Do As I Say, Not As I Do

Our "education president" was out on the campaign again today promising to save American public education by taking it private through a new voucher program. But my disagreement with the president (and his lapdog Congress) is not with the concept of school vouchers but with this particular proposal. In the plan, the federal government will provide $15 million in vouchers for kids in the District of Columbia to apply to private school tuition.

Politicians, especially of the Republican variety, are forever telling us that they want to reduce the size of government, return all manner of things to local control and get the feds out of our lives. Which is baloney, of course, especially when it comes to DC. The members of Congress are constantly telling the District (and the other local governments surrounding DC) how to run everything from ambulances to snow removal to schools.

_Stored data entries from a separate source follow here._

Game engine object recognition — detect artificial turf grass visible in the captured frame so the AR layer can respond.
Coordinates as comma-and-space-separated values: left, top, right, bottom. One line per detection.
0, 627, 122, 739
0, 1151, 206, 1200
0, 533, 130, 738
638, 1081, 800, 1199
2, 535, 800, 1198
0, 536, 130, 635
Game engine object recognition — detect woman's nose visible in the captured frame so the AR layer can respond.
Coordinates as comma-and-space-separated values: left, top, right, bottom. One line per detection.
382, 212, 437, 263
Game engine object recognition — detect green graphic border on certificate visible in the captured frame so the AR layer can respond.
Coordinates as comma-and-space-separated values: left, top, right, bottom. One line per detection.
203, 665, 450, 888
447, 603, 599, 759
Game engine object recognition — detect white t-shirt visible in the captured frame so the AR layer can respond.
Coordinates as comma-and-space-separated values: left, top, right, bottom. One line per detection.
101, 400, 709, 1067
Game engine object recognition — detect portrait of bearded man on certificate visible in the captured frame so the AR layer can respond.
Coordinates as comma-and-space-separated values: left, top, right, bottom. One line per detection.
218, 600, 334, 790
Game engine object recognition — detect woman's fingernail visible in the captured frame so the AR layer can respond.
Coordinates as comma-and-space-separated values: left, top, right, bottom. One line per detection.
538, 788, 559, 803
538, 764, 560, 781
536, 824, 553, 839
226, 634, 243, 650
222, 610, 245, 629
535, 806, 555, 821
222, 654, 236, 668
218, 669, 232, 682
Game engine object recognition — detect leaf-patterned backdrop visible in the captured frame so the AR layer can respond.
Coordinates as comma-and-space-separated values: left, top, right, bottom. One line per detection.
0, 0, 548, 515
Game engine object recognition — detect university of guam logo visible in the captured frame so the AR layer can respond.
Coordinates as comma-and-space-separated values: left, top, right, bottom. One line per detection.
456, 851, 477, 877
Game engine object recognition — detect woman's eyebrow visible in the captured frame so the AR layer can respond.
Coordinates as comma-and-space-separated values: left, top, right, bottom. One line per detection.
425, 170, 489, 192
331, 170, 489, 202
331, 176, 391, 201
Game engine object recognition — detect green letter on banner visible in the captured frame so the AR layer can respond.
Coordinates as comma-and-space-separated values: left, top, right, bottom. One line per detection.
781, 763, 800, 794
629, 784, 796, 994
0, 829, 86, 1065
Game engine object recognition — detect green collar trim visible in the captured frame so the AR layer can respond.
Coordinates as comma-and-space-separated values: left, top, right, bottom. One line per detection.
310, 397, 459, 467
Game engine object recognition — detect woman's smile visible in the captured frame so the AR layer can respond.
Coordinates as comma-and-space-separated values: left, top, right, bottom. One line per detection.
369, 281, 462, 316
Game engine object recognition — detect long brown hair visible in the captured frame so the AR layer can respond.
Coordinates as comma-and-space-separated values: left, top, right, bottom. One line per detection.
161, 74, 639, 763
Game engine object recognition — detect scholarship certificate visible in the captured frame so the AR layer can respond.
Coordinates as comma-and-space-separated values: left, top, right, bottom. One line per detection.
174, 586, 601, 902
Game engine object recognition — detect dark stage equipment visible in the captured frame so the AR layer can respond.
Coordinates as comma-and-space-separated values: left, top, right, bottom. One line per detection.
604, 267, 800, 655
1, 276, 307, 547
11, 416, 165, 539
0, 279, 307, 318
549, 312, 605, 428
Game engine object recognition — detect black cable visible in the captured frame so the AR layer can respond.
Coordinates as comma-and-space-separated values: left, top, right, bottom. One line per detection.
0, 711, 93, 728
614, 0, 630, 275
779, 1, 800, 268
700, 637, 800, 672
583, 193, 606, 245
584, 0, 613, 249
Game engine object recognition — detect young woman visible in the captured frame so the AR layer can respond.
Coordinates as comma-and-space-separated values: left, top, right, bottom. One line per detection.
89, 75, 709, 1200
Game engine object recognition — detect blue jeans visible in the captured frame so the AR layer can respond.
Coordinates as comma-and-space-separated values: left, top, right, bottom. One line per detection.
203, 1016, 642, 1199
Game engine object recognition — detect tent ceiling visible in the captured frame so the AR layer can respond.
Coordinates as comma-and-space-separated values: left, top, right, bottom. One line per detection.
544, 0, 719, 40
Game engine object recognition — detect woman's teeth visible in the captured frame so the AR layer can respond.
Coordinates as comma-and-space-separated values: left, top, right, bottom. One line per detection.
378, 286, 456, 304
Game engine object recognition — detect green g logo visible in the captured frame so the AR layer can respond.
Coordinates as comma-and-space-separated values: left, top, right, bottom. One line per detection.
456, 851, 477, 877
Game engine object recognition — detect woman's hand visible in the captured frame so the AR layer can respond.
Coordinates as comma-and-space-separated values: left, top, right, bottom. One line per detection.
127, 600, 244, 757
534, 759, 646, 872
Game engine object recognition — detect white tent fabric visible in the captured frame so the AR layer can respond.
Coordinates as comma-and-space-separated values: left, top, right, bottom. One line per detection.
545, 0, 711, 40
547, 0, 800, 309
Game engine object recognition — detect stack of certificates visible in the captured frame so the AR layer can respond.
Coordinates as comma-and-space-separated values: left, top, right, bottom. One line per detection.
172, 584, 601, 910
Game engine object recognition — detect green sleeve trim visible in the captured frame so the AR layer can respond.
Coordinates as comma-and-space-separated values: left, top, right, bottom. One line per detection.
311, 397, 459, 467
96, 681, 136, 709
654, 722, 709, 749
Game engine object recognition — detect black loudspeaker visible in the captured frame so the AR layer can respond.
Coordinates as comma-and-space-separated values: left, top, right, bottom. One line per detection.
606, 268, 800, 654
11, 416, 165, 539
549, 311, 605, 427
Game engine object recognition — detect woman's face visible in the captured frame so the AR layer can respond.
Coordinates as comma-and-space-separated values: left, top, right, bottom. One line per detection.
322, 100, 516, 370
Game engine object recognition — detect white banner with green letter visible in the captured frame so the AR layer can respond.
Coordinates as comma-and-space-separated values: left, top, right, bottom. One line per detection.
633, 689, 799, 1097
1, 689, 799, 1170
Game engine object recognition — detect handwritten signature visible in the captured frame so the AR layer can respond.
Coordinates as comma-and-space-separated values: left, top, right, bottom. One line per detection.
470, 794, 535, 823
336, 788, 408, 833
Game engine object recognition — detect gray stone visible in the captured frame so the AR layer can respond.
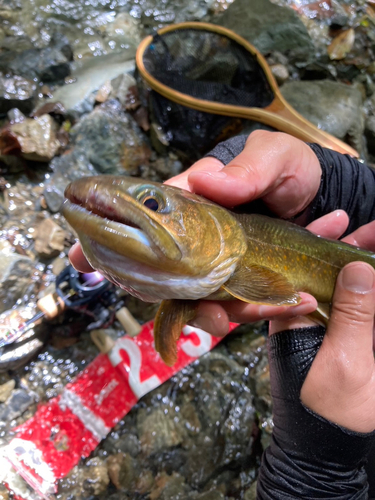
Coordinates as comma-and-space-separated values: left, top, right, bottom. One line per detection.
281, 79, 364, 152
0, 75, 37, 116
149, 472, 191, 499
270, 64, 289, 86
0, 46, 71, 83
0, 388, 35, 422
43, 150, 97, 213
137, 407, 186, 454
2, 114, 61, 162
34, 218, 66, 258
0, 253, 34, 314
107, 453, 136, 490
70, 99, 151, 175
82, 457, 110, 496
216, 0, 314, 61
0, 379, 15, 403
244, 481, 257, 500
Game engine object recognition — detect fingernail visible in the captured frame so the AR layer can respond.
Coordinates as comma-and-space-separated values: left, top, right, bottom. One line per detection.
342, 263, 375, 293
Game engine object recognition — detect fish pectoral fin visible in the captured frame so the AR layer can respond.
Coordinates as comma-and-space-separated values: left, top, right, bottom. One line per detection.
222, 264, 301, 305
154, 299, 199, 366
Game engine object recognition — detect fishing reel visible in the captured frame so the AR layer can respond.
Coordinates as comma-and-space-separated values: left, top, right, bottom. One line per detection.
0, 265, 125, 371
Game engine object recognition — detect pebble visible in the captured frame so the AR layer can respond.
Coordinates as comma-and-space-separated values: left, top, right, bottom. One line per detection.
0, 379, 15, 403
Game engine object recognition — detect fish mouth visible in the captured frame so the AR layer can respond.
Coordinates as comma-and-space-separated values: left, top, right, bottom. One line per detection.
62, 178, 182, 267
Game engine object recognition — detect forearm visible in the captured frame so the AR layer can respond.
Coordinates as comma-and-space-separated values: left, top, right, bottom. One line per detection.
306, 144, 375, 234
256, 327, 375, 500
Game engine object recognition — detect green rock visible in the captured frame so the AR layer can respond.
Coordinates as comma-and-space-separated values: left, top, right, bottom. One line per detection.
216, 0, 314, 60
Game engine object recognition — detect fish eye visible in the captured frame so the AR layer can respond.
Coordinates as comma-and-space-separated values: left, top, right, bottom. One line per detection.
136, 188, 166, 212
142, 196, 160, 211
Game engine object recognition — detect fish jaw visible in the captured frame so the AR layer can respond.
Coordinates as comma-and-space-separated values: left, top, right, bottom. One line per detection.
63, 177, 181, 265
63, 176, 247, 302
77, 232, 239, 302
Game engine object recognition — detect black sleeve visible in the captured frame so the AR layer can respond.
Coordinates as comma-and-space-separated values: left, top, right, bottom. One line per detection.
206, 137, 375, 233
256, 327, 375, 500
305, 144, 375, 234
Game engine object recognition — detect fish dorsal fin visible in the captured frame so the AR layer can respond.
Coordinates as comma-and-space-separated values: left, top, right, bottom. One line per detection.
154, 299, 199, 366
222, 264, 301, 306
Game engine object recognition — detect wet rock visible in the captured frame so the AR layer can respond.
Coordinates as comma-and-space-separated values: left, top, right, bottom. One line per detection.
135, 469, 155, 494
32, 101, 66, 123
0, 42, 72, 83
83, 457, 110, 496
0, 484, 9, 500
0, 114, 61, 162
22, 344, 97, 402
109, 73, 139, 110
137, 406, 186, 454
220, 390, 256, 464
43, 151, 96, 213
95, 80, 112, 104
50, 53, 135, 114
34, 218, 66, 258
0, 388, 35, 422
70, 100, 151, 174
0, 75, 37, 116
103, 12, 142, 49
216, 0, 314, 61
149, 472, 191, 499
281, 79, 364, 151
51, 32, 74, 63
103, 429, 141, 458
270, 64, 289, 85
244, 481, 257, 500
0, 379, 15, 403
107, 452, 136, 490
190, 491, 225, 500
7, 108, 26, 124
0, 253, 35, 314
60, 457, 109, 497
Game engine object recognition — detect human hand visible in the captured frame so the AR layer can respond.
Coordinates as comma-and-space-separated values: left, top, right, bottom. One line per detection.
256, 259, 375, 499
166, 130, 322, 217
270, 259, 375, 433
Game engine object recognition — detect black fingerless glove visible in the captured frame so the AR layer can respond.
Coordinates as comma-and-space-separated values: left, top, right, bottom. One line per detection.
257, 327, 375, 499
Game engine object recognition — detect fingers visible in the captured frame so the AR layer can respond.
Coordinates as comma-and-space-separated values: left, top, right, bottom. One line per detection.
190, 293, 317, 337
184, 131, 321, 216
305, 210, 349, 239
68, 243, 95, 273
341, 219, 375, 251
164, 157, 224, 191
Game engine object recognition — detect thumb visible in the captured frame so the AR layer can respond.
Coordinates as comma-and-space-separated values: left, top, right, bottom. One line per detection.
187, 131, 320, 214
326, 262, 375, 361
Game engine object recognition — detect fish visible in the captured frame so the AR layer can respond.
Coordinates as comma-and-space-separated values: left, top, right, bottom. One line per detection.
62, 175, 375, 366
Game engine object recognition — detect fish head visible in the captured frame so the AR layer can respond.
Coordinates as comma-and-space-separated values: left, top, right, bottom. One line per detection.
63, 176, 247, 302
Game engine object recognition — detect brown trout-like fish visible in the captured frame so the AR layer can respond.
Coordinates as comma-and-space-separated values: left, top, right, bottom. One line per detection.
62, 176, 375, 365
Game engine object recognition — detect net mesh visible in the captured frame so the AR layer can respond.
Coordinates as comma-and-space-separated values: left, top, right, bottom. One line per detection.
139, 28, 275, 161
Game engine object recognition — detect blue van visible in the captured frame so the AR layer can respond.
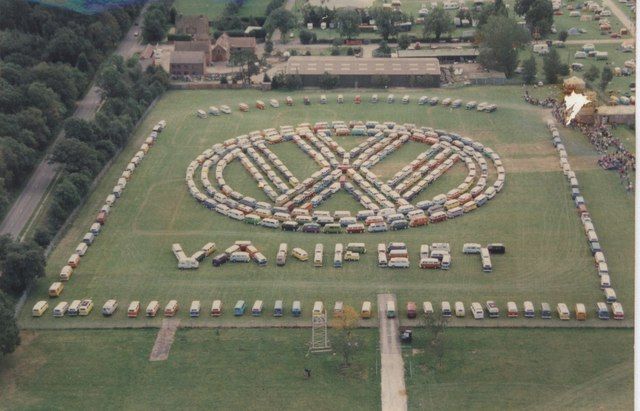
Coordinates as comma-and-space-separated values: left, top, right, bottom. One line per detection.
291, 300, 302, 317
234, 300, 246, 316
274, 300, 284, 317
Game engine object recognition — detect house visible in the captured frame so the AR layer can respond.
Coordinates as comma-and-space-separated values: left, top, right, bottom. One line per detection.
211, 33, 257, 62
595, 105, 635, 126
174, 40, 212, 64
283, 56, 441, 88
175, 14, 210, 41
170, 51, 206, 76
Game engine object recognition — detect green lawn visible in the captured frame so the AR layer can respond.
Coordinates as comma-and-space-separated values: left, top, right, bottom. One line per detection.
173, 0, 271, 21
405, 328, 633, 410
0, 327, 632, 409
0, 328, 380, 410
18, 86, 634, 329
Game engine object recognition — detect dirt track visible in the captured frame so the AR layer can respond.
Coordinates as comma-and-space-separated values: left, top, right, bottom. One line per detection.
378, 293, 408, 411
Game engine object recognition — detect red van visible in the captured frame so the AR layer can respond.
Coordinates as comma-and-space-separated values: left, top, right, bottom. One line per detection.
407, 302, 417, 319
96, 210, 107, 225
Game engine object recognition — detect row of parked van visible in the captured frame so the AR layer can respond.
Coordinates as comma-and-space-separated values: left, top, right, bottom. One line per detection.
187, 120, 505, 233
171, 242, 217, 269
49, 122, 167, 298
33, 297, 625, 321
385, 300, 624, 320
547, 121, 619, 306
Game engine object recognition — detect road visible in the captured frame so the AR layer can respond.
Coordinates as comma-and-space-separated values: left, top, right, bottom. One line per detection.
602, 0, 635, 36
0, 4, 150, 240
377, 293, 408, 411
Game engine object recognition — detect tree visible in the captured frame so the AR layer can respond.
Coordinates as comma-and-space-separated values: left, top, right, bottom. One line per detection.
0, 242, 46, 295
51, 138, 101, 175
475, 0, 509, 27
423, 6, 453, 40
335, 9, 361, 39
142, 8, 168, 43
477, 15, 530, 77
319, 71, 339, 89
64, 118, 96, 144
600, 66, 613, 90
264, 39, 274, 54
97, 66, 130, 99
524, 0, 554, 37
522, 55, 537, 84
369, 7, 402, 41
584, 65, 599, 82
0, 291, 20, 356
331, 305, 360, 368
264, 8, 296, 42
373, 40, 391, 57
543, 47, 562, 83
558, 30, 568, 42
398, 33, 410, 50
299, 29, 316, 45
230, 49, 258, 83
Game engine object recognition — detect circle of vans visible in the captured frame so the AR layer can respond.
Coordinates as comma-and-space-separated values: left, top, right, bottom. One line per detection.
186, 121, 506, 232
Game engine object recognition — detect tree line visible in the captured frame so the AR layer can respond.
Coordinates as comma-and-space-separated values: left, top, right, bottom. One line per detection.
0, 0, 142, 220
36, 57, 169, 247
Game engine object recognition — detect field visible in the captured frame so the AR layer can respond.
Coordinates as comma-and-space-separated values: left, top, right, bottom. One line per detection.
0, 328, 380, 410
0, 328, 632, 409
173, 0, 271, 21
17, 86, 634, 329
406, 328, 633, 410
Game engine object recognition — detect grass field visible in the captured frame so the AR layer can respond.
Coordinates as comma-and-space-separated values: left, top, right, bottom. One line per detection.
0, 328, 632, 409
173, 0, 271, 21
405, 328, 633, 410
18, 86, 634, 328
0, 328, 380, 410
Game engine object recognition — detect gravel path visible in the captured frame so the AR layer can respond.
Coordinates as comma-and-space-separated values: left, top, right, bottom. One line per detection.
149, 318, 180, 361
378, 293, 408, 411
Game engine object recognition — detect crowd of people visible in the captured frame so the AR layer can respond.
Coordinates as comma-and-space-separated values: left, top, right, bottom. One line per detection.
523, 90, 635, 193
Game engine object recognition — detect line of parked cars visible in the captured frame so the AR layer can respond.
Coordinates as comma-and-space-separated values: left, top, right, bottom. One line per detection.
547, 121, 620, 308
32, 298, 624, 321
48, 121, 167, 300
187, 121, 506, 234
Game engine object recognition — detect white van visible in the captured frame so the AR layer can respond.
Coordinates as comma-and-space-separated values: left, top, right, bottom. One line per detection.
441, 301, 452, 317
422, 301, 434, 317
462, 243, 482, 254
454, 301, 465, 317
388, 257, 410, 268
190, 301, 201, 317
68, 300, 81, 316
441, 254, 451, 270
471, 302, 484, 319
102, 299, 118, 316
230, 251, 250, 263
600, 274, 611, 289
604, 288, 617, 303
53, 301, 69, 317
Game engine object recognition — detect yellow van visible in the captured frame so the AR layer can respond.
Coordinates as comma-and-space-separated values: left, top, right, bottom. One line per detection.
386, 300, 396, 318
48, 282, 64, 298
292, 248, 309, 261
313, 301, 324, 316
361, 301, 372, 319
78, 299, 93, 316
164, 300, 179, 317
32, 300, 48, 317
575, 303, 587, 321
59, 265, 74, 281
314, 244, 324, 267
454, 301, 465, 317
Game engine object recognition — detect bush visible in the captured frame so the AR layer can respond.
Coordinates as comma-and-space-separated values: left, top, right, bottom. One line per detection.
33, 228, 52, 248
167, 34, 192, 41
299, 29, 316, 45
346, 47, 354, 55
372, 75, 390, 88
330, 46, 341, 55
262, 73, 271, 83
319, 71, 340, 89
398, 34, 411, 50
220, 76, 228, 84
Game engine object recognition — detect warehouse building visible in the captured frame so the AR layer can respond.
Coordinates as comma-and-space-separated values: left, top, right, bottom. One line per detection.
284, 56, 441, 88
397, 48, 479, 63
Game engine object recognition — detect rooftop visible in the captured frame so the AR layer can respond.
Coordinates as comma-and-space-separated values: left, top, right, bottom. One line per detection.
397, 48, 480, 58
170, 51, 205, 65
285, 56, 440, 76
596, 105, 635, 116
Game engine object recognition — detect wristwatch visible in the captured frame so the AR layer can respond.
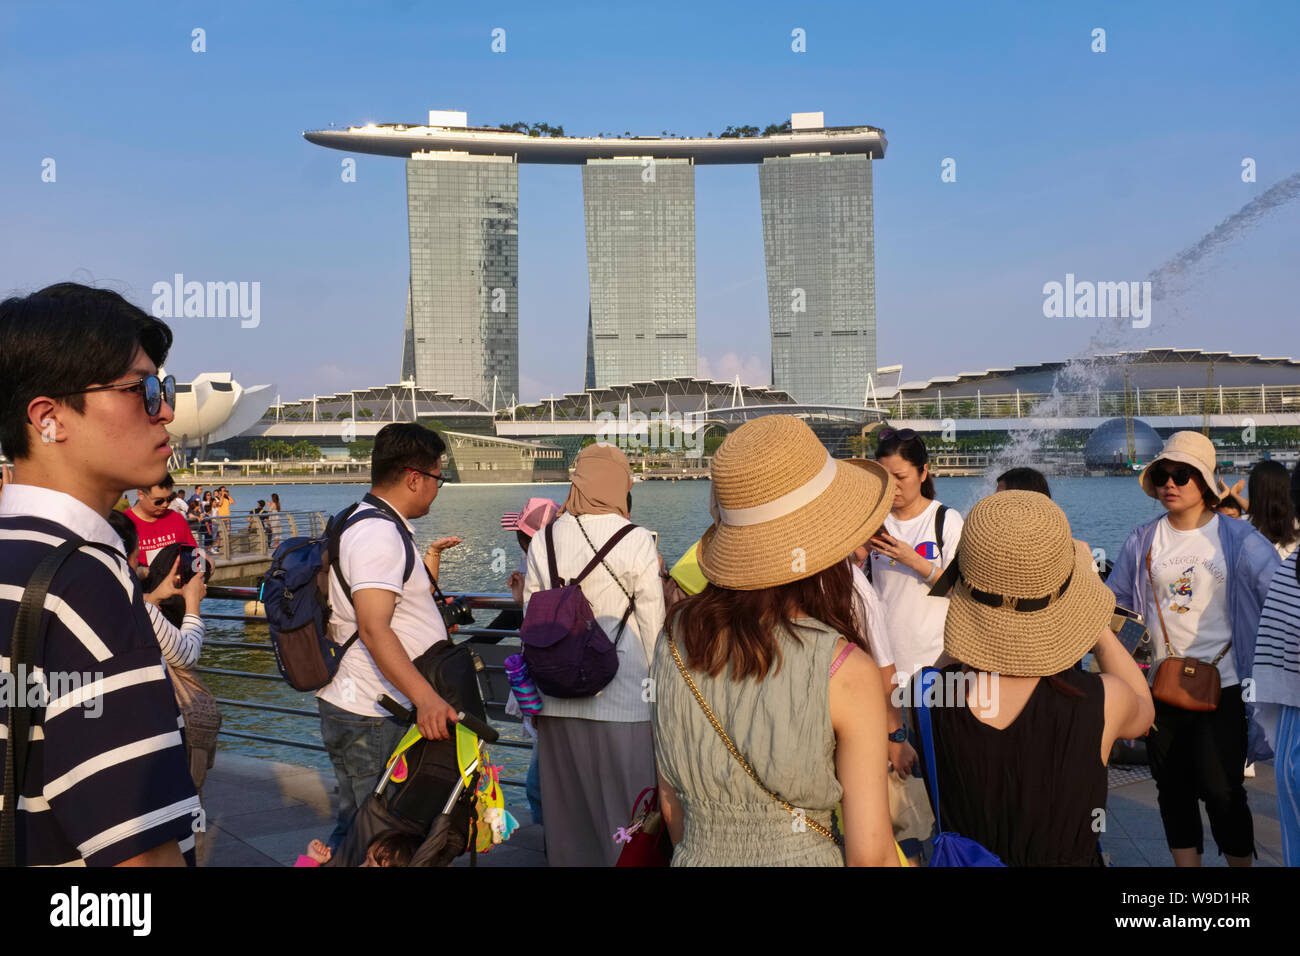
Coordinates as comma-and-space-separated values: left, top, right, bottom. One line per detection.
888, 728, 908, 743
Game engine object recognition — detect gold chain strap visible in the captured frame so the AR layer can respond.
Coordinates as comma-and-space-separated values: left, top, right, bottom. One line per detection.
667, 632, 840, 845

I’m not about to tell you that DC does a good job of running things, but if Congress was trying to do the same thing in Chicago, St. Louis or any other city, the local representatives would scream bloody murder and bring the interference to a halt. The people of the District of Columbia, of course, don’t have any representatives in Congress and, since they didn’t vote for Bush, none in the White House either. So, they get political campaign fodder like this dropped on them.

The other part of this voucher plan that bothers me is that students can only take the money ("as much as $7500 per student") to private schools (although the campaign commercial was filmed at a charter school). With few exceptions, that will cover 1/4 to 1/2 of the tuition at a private school in the District. And most of the families who will get the vouchers, probably will have a lot of problems covering the rest.

Oh, by the way – please tell me how any of this is going to improve the public schools in DC. Don’t give me that competition crap since the large number of charter schools, which were supposed to improve schools through competition aren’t doing the job.